Grok Performance Rules
- Parse failures are very expensive. Structure your filters to avoid them.
- Do your broad captures early in your filter sections.
- Refine broadly captured fields in later grok filters.
- Anchor your regexes. This reduces substring searching.
- Only use
%{GREEDYDATA}at the end of a capture. Reduces back-tracking. - Use an internal-log format standard. Greatly eases grok construction.
- Convert your plain language
Created account #{x} in zone #{y} with email #{z}log-statements to something machine parseable.
Avoid the dictionary anti-pattern:
Don't do this:
filter {
if [type] == "applog"
grok {
match => {
"message" => [
"%{SYSLOGTIMESTAMP} \[%{WORD:component}\] %{WORD:acct_action} account %{BASE16NUM:acct_num} in zone %{BASE16NUM:zone_id} with email %{EMAILADDRESS:email_address}",
"%{SYSLOGTIMESTAMP} \[%{WORD:component}\] Account %{BASE16NUM:acct_num} %{WORD:acct_action} from zone %{BASE16NUM:zone_id}",
"%{SYSLOGTIMESTAMP} \[%{WORD:component}\] %{WORD:acct_action} zone %{BASE16NUM:zone_id} account %{BASE16NUM:acct_num} for %{GREEDYDATA:suspension_reason}",
"%{SYSLOGTIMESTAMP} \[%{WORD:component}\] %{WORD:zone_action} new zone: %{BASE16NUM:zone_id}",
"%{SYSLOGTIMESTAMP} \[%{WORD:component}\] Zone %{BASE16NUM:zone_id} %{WORD:zone_action}",
"%{SYSLOGTIMESTAMP} \[%{WORD:component}\] %{GREEDYDATA:app_logline}"
]
}
}
}The temptation with grok matches is to treat it like a dictionary. Since matches are run in order, start with the most specific filters and get broader, finishing with a catch-all statement to sweep up the remainers. This will destroy your performance. Remember, each grok-miss is expensive. Constructing it like this ensures that most log-lines will get missed several times before getting matched.

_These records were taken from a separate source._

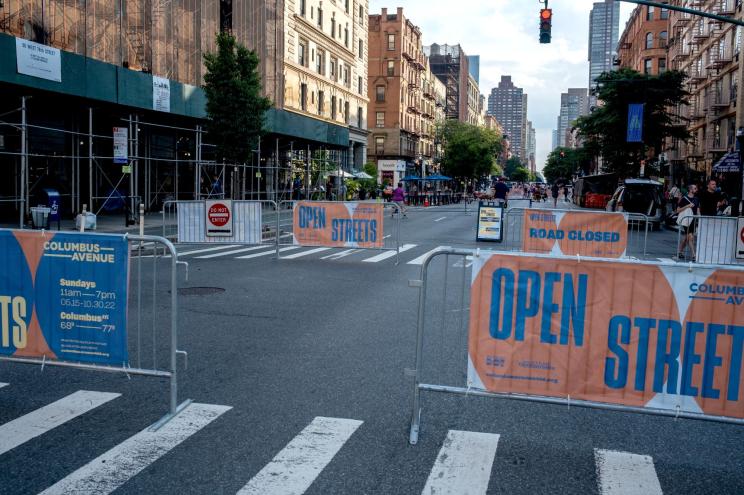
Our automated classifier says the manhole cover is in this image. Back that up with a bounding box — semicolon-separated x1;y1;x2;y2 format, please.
177;287;225;296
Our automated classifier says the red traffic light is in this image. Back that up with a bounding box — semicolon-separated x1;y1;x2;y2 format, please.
540;8;552;20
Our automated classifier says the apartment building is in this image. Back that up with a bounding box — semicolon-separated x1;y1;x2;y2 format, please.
616;3;670;75
667;0;743;178
555;88;590;148
425;43;477;123
488;76;528;162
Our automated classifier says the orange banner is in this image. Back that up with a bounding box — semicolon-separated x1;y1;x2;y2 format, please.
521;209;628;258
469;253;744;420
293;201;384;248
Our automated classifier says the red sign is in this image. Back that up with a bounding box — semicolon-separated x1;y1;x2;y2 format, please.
205;200;233;236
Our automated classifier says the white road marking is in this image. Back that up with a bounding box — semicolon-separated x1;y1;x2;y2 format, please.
658;258;676;263
408;246;451;265
321;249;360;260
281;247;332;259
434;217;447;222
0;382;7;389
422;430;500;495
594;449;663;495
237;246;300;259
0;390;120;456
383;235;392;239
176;245;241;257
237;416;362;495
362;244;416;263
196;245;268;259
39;403;231;495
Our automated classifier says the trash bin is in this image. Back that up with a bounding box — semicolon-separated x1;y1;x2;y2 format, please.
42;188;61;230
30;206;51;229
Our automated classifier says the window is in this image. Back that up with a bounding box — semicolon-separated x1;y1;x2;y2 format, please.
317;7;323;28
318;91;324;115
387;34;395;51
359;39;363;58
345;27;349;47
376;112;385;127
299;0;306;16
358;76;363;94
659;31;668;48
300;83;307;111
345;0;349;13
331;96;337;119
645;32;653;49
660;8;669;20
644;58;652;74
646;6;654;21
358;107;363;128
375;136;385;155
331;17;336;37
339;24;342;38
344;67;350;85
387;60;394;76
316;49;324;74
359;5;364;22
330;57;337;80
658;58;667;73
298;40;307;66
344;101;350;123
376;85;385;102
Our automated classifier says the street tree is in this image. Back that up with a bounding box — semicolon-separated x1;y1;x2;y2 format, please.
441;121;502;179
510;166;531;182
503;156;524;179
542;147;594;183
203;32;272;164
575;68;690;178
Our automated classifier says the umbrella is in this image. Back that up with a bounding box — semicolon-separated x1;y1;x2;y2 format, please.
353;171;374;179
326;170;355;178
401;175;422;181
713;151;741;173
426;174;453;181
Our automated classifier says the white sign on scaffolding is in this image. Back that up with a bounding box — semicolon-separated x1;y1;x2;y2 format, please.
153;76;171;112
113;127;128;164
15;38;61;82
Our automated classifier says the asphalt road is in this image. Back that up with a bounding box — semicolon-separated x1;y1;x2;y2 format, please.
1;200;742;494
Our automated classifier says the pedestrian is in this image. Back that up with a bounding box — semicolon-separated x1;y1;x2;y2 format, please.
698;178;724;216
563;185;569;202
338;181;347;201
293;176;303;201
551;183;560;208
391;182;407;217
668;183;681;212
676;183;699;260
494;178;509;207
411;183;419;206
210;174;223;198
326;178;334;200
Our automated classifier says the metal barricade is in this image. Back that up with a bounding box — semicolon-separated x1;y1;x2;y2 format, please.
503;207;649;259
161;200;279;248
407;249;744;446
0;232;190;428
277;200;402;263
675;215;744;265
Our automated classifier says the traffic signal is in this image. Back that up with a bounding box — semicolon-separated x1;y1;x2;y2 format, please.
540;8;552;44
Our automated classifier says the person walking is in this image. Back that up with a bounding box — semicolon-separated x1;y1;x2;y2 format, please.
391;182;407;217
494;178;509;207
676;184;699;260
551;183;560;208
698;179;724;217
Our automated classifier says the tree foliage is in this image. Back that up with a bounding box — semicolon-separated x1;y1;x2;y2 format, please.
503;157;523;179
441;121;503;179
510;167;531;182
203;32;272;164
575;68;690;178
543;147;594;184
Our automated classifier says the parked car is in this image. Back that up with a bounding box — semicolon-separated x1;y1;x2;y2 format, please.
605;179;665;230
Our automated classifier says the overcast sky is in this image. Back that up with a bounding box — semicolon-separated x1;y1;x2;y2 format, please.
368;0;634;170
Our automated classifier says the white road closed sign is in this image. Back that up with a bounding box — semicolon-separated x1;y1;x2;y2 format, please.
206;200;233;237
737;217;744;260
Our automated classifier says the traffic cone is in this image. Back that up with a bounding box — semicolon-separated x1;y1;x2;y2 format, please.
424;197;429;207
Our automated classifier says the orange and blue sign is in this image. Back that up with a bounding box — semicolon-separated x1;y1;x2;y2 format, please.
522;209;628;258
469;252;744;420
0;230;129;365
293;201;384;248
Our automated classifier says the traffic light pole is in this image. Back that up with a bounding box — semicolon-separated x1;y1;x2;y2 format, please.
617;0;744;27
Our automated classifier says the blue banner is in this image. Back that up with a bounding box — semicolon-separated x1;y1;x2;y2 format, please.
0;230;129;365
627;104;644;143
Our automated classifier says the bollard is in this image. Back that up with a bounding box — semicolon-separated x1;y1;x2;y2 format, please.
139;204;145;237
80;204;86;233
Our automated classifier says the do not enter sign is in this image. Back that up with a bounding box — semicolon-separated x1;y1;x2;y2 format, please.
206;200;233;236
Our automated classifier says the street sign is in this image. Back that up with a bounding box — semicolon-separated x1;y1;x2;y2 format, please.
205;200;233;237
737;217;744;260
476;201;503;242
627;103;644;143
113;127;128;164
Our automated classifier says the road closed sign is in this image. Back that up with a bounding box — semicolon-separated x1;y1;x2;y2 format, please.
737;218;744;260
206;200;233;237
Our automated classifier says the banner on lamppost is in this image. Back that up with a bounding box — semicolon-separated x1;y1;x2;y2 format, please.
627;104;644;143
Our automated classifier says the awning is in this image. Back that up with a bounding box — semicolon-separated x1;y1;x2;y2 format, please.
401;175;422;181
713;151;741;173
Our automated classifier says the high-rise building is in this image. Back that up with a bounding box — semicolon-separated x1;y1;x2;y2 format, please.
488;76;528;162
616;4;670;75
527;121;537;173
425;43;476;122
588;0;621;89
556;88;590;148
467;55;480;85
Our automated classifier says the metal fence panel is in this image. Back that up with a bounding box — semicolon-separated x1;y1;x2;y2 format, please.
676;215;744;265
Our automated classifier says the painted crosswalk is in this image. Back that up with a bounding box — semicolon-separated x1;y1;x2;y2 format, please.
362;244;417;263
0;390;120;456
0;390;673;495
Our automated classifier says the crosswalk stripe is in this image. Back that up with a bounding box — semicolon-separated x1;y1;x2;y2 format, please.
177;245;241;257
422;430;500;495
237;416;362;495
594;449;663;495
320;249;358;260
238;246;300;259
196;245;268;259
281;247;332;259
39;403;231;495
408;246;451;265
0;382;8;389
434;217;447;222
362;244;416;263
0;390;120;456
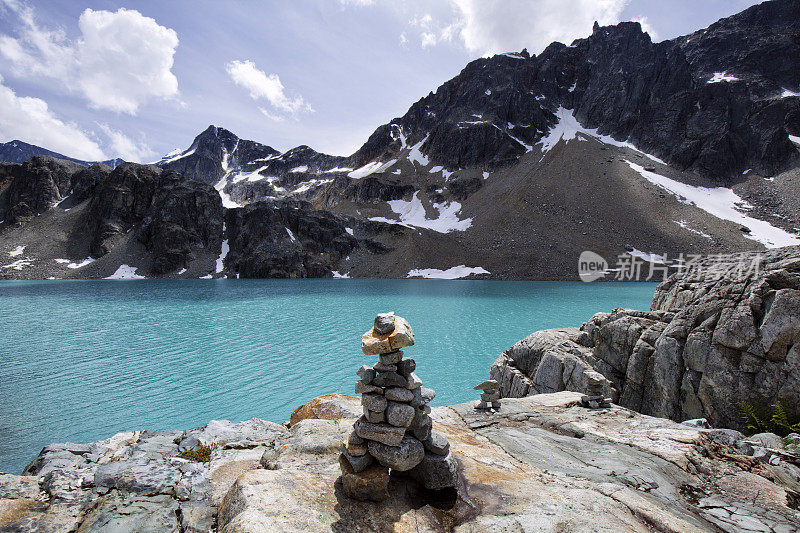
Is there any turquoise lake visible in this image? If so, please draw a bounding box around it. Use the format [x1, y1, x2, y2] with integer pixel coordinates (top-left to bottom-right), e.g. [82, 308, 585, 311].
[0, 279, 657, 474]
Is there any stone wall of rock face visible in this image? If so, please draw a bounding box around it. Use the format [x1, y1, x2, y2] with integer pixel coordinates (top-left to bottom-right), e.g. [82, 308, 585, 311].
[491, 247, 800, 429]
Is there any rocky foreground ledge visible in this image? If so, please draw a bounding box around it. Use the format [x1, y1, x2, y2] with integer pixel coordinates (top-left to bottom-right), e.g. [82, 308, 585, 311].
[1, 393, 799, 532]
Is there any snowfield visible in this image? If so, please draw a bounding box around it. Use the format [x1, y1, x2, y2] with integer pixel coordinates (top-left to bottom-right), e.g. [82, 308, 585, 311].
[348, 160, 396, 179]
[106, 265, 145, 279]
[626, 161, 800, 248]
[707, 71, 739, 83]
[380, 192, 471, 233]
[406, 265, 490, 279]
[538, 107, 667, 165]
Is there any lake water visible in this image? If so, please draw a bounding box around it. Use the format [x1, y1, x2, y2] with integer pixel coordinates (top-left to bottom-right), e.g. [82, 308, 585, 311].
[0, 279, 657, 474]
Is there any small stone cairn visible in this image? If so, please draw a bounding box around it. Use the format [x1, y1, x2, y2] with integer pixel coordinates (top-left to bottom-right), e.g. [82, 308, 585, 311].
[339, 312, 458, 501]
[580, 371, 612, 409]
[473, 379, 501, 410]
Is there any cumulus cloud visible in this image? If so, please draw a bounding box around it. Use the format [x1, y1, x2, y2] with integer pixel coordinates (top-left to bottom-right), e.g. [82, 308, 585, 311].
[0, 4, 179, 114]
[406, 0, 629, 56]
[338, 0, 374, 5]
[0, 76, 106, 160]
[97, 123, 153, 162]
[226, 59, 312, 117]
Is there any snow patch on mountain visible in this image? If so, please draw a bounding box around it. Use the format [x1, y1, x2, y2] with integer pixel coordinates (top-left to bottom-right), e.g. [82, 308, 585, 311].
[539, 107, 667, 165]
[8, 245, 24, 257]
[106, 265, 145, 279]
[156, 147, 195, 165]
[406, 265, 489, 279]
[231, 166, 269, 184]
[292, 179, 333, 194]
[707, 71, 738, 83]
[408, 136, 430, 166]
[781, 88, 800, 98]
[216, 224, 229, 274]
[385, 192, 471, 233]
[626, 161, 800, 248]
[675, 220, 712, 240]
[67, 257, 95, 269]
[349, 159, 397, 179]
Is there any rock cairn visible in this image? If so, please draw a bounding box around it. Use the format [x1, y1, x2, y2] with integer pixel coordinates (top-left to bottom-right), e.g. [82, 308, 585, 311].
[474, 379, 501, 410]
[580, 371, 611, 408]
[339, 312, 458, 501]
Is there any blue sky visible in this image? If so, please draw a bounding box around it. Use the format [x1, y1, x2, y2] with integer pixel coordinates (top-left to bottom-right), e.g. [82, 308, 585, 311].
[0, 0, 763, 161]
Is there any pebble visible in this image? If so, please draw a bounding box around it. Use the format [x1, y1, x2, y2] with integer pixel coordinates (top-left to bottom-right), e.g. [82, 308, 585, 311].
[385, 387, 414, 402]
[355, 418, 406, 447]
[361, 393, 387, 412]
[341, 447, 373, 473]
[411, 387, 435, 407]
[396, 358, 416, 377]
[386, 402, 415, 427]
[373, 361, 397, 373]
[361, 316, 414, 355]
[355, 381, 382, 394]
[373, 371, 407, 388]
[356, 365, 376, 384]
[473, 379, 499, 391]
[481, 391, 500, 402]
[363, 407, 385, 424]
[379, 350, 403, 365]
[339, 455, 389, 501]
[373, 312, 396, 335]
[424, 430, 450, 456]
[406, 373, 422, 390]
[412, 416, 432, 441]
[409, 451, 458, 490]
[367, 436, 425, 471]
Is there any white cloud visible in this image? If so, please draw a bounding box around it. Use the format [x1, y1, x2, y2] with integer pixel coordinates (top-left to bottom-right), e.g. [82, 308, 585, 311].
[226, 59, 312, 116]
[632, 16, 658, 41]
[0, 76, 106, 160]
[399, 31, 408, 47]
[76, 9, 179, 114]
[97, 123, 153, 162]
[0, 5, 179, 114]
[338, 0, 374, 5]
[258, 106, 285, 122]
[407, 0, 628, 56]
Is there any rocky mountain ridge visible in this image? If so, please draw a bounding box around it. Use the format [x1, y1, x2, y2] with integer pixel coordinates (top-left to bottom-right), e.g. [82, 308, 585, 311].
[1, 0, 800, 279]
[0, 140, 124, 169]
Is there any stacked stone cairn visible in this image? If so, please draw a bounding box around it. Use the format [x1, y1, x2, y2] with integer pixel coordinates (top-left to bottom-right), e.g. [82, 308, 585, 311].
[580, 371, 612, 408]
[473, 379, 501, 410]
[339, 312, 458, 501]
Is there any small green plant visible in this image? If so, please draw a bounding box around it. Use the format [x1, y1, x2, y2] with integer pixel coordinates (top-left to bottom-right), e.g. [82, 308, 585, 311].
[738, 399, 800, 437]
[177, 443, 217, 462]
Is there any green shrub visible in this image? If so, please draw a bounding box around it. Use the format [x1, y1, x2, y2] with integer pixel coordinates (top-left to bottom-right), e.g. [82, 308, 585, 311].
[176, 443, 217, 462]
[738, 399, 800, 437]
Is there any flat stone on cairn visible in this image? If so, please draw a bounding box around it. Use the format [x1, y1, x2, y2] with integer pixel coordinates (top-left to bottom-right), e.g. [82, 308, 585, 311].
[580, 371, 612, 409]
[474, 379, 501, 410]
[340, 312, 458, 500]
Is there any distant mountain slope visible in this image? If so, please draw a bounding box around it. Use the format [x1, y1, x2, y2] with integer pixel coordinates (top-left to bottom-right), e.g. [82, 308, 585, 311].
[0, 140, 124, 168]
[1, 0, 799, 280]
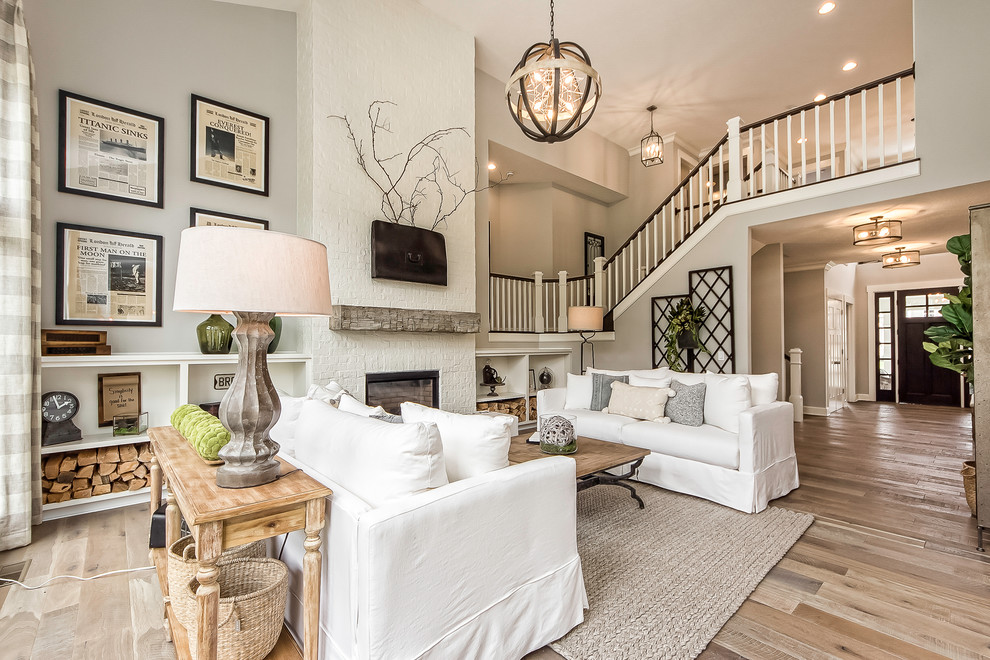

This is terse, and shows your intent. However, it's really bad.
The above can be made to perform much better without modifying the log-format. At the very least, move the prefix in each capture to it's own expression, and grok on the remaining ones in a later dictionary:
filter {
if [type] == "applog"
grok {
match => {
"message" => [
"^%{SYSLOGTIMESTAMP} \[%WORD:component}\] %{GREEDYDATA:app_logline}$"
]
}
}
if [component] == "account" {
grok {
match => {
"app_logline" => [
"^%{WORD:acct_action} account %{BASE16NUM:acct_num} in zone %{BASE16NUM:zone_id} with email %{EMAILADDRESS:email_address}$",
"^%{SYSLOGTIMESTAMP} \[%{WORD:component}\] Account %{BASE16NUM:acct_num} %{WORD:acct_action} from zone %{BASE16NUM:zone_id}$",
"^%{WORD:acct_action} zone %{BASE16NUM:zone_id} account %{BASE16NUM:acct_num} for %{GREEDYDATA:suspension_reason}$"
]
}
}
}
if [component] == "zone" {
grok {
match => {
"app_logline" => [
"^%{WORD:zone_action} new zone: %{BASE16NUM:zone_id}$",
"^Zone %{BASE16NUM:zone_id} %{WORD:zone_action}$"
]
}
}
}
}
}This is much longer, but it will perform much better. While it still uses
dictionaries, the grok expressions are now anchored (see the ^ and $
characters) which will improve performance. Also, we use conditional statements
to avoid grok-parsing lines against patterns we already know won't match.
If we move towards grok-ready logging statements, we can make these:
Created account #{x} in zone #{y} with email #{z}
Account #{x} deleted from zone #{y}
Suspended zone #{y} account #{x} for #{s}
Created new zone #{y}
Zone #{y} deleted
Into these easier to parse versions:
[account] Created account #{x} in zone #{y} with email #{z}
[account] Deleted account #{x} in zone #{y}
[account] Suspended account #{x} in zone #{y} for #{s}
[zone] Created #{y}
[zone] Deleted #{y}
Which means we can do away with dictionaries entirely:
filter {
if [type] == "applog"
grok {
match => {
"message" => [
"^%{SYSLOGTIMESTAMP} \[%WORD:component}\] %{GREEDYDATA:app_logline}$"
]
}
}
if [component] == "account" {
grok {
match => {
"app_logline" => [
"^{WORD:acct_action} %{BASE16NUM:acct_num} in zone %{BASE16NUM:zone_id}( %{GREEDYDATA:acct_extra})$"
]
}
}
} else if [component] == "zone" {
grok {
match => {
"app_logline" => [
"^%{WORD:zone_action} %{BASE16NUM:zone_id}$"
]
}
}
}
if [acct_action] == "Created" {
grok {
match => {
"acct_extra" => [
"with email address %{EMAILADDRESS:email_address}$"
]
}
}
mutate {
remove_field => [ "acct_extra" ]
}
} else if [acct_action] == "Suspended" {
grok {
match => {
"acct_extra" => [
"for %{GREEDYDATA:suspension_reason}$"
]
}
}
mutate {
remove_field => [ "acct_extra" ]
}
}
}
}This version avoids dictionaries all together, and uses conditionals to ensure that each grok-expression is only matched against a string that is highly likely to match.
Skipping to the end to see what the closing paragraph is
- Use regex-anchors.
^and$will give you the biggest bang for your performance optimization time. - Tiering your matches lets you group filter-statements on a component in ways that are easier for an engineering group to maintain.